When I was diagnosed with a brain tumor, I did not think to ask God for any special favors. I did not feel I’d done anything exceptional in my life to deserve special treatment and felt that my years of practicing Buddhism might have pushed me out of the arena of God's good graces. So there it begins. Who do we call upon when the illness that strikes is our own?

As a spiritual person I know that each of us has to reach into our deepest selves to answer this question. As a future care manger, I know that connecting people with their spiritual beliefs and community can be a tremendous source of comfort and support. I intend to address the role of spirituality in illness in more depth in the future. For the moment I will leave you on your own to ponder the issue of spirituality as it pertains to you and discuss some practical matters.

In answer to "who do we call upon", I’d like to say that most of us look to our friends and family. The definition of "family" that I like is part of the core concept of patient and family-centered care. “The word 'family' refers to two or more persons who are related in any way—biologically, legally, or emotionally. Patients and families define their families.” (Blaylock, 2001) From my own experience and those I work with, I know that having the presence and support of family makes a huge difference in the experience and outcome of surgery. Like many of you, I live in a city, far from the members of my natal family. For me, my family includes my husband, my mother-in-law, a few dear friends, and my cat, Wanfu, who doesn’t like to see me suffer.

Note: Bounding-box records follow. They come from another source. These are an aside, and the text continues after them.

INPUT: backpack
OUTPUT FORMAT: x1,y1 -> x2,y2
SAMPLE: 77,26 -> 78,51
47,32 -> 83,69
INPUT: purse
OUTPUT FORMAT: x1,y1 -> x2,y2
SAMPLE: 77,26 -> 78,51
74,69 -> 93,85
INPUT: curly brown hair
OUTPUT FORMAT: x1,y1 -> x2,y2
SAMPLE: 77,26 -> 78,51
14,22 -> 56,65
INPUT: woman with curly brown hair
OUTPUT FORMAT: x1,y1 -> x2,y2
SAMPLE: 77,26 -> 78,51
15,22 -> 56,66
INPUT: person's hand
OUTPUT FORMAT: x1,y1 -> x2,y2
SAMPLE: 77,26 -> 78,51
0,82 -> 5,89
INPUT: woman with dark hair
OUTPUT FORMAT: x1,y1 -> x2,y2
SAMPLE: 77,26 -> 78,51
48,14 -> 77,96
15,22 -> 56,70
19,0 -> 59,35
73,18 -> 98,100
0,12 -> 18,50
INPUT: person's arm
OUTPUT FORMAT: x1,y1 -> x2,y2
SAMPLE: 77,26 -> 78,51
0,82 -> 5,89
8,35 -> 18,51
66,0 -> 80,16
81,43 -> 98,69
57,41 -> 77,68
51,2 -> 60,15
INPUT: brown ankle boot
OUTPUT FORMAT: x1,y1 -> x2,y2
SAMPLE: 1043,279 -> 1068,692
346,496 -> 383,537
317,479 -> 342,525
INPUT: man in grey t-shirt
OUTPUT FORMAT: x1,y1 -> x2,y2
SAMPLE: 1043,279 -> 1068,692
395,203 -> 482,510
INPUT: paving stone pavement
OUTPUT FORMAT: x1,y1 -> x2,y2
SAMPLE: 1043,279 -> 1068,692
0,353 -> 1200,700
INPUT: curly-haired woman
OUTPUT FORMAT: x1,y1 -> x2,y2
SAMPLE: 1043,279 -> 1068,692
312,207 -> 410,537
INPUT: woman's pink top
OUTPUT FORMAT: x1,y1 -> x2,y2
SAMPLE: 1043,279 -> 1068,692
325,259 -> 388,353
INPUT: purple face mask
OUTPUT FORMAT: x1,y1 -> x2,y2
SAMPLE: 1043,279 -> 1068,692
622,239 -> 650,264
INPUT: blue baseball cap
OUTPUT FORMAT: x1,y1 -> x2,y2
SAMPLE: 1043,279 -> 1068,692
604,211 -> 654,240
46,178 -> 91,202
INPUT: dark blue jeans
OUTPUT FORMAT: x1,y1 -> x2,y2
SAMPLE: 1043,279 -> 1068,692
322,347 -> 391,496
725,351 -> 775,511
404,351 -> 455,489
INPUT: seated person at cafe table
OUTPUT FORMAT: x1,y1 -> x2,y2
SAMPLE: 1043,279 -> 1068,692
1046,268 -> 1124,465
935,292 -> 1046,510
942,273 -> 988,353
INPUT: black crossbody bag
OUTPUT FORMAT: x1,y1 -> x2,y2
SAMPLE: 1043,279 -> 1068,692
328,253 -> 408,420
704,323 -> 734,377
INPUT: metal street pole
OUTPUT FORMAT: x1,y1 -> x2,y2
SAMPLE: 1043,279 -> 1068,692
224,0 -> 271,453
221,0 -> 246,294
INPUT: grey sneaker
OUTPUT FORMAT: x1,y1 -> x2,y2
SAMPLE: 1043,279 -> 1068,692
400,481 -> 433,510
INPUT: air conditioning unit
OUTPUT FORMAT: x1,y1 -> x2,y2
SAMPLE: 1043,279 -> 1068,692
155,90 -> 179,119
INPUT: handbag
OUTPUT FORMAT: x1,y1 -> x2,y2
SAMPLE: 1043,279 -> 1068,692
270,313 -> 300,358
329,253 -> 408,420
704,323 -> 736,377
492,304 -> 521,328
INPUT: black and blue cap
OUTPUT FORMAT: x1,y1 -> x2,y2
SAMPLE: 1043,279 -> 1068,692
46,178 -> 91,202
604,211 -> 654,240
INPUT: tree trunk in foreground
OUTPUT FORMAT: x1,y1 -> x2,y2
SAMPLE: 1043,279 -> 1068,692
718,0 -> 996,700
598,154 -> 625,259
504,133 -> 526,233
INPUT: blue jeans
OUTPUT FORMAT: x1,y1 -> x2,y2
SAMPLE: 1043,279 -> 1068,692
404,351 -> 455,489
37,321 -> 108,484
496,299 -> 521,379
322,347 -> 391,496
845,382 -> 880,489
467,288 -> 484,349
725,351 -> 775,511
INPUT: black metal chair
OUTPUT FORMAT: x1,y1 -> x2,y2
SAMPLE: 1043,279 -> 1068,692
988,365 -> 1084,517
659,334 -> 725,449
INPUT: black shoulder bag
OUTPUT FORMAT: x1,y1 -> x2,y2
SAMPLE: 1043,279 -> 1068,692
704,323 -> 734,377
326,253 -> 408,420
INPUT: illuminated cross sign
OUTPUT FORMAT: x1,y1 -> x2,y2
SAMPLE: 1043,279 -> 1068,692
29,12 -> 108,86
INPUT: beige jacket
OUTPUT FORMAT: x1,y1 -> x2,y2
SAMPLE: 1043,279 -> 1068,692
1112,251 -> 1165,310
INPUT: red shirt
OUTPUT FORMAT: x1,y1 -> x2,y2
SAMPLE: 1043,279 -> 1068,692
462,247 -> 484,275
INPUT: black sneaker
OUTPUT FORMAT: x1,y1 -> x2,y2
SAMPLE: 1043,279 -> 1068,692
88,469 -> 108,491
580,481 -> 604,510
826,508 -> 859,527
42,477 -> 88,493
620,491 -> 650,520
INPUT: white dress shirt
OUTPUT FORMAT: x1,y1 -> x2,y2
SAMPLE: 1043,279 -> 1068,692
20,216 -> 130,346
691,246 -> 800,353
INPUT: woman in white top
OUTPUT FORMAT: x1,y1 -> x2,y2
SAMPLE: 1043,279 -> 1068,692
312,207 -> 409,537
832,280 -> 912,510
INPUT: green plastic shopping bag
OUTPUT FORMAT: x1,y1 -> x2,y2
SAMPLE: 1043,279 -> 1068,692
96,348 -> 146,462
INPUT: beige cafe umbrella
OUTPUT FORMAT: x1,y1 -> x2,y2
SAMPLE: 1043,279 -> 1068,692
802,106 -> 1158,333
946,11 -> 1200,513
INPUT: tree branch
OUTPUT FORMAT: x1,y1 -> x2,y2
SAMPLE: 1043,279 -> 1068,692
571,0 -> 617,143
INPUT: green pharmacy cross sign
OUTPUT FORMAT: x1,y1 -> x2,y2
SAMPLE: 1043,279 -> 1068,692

At this point, I would like to tell you that my professional training taught me exactly what to do if I ever became ill. But I soon discovered that my training did not make me exempt from feeling shocked, afraid, and sad. I was as lost as anyone who had just received a medical diagnosis and faced extensive surgery and an uncertain future. In my case, I learned what to do by seeing my friend, Cynthia, prepare herself for surgery only a few weeks before mine. Like me, she discovered a tumor on a weekend with little or no advanced warning in terms of symptoms. It was sudden, and required some fairly rapid decisions to be made.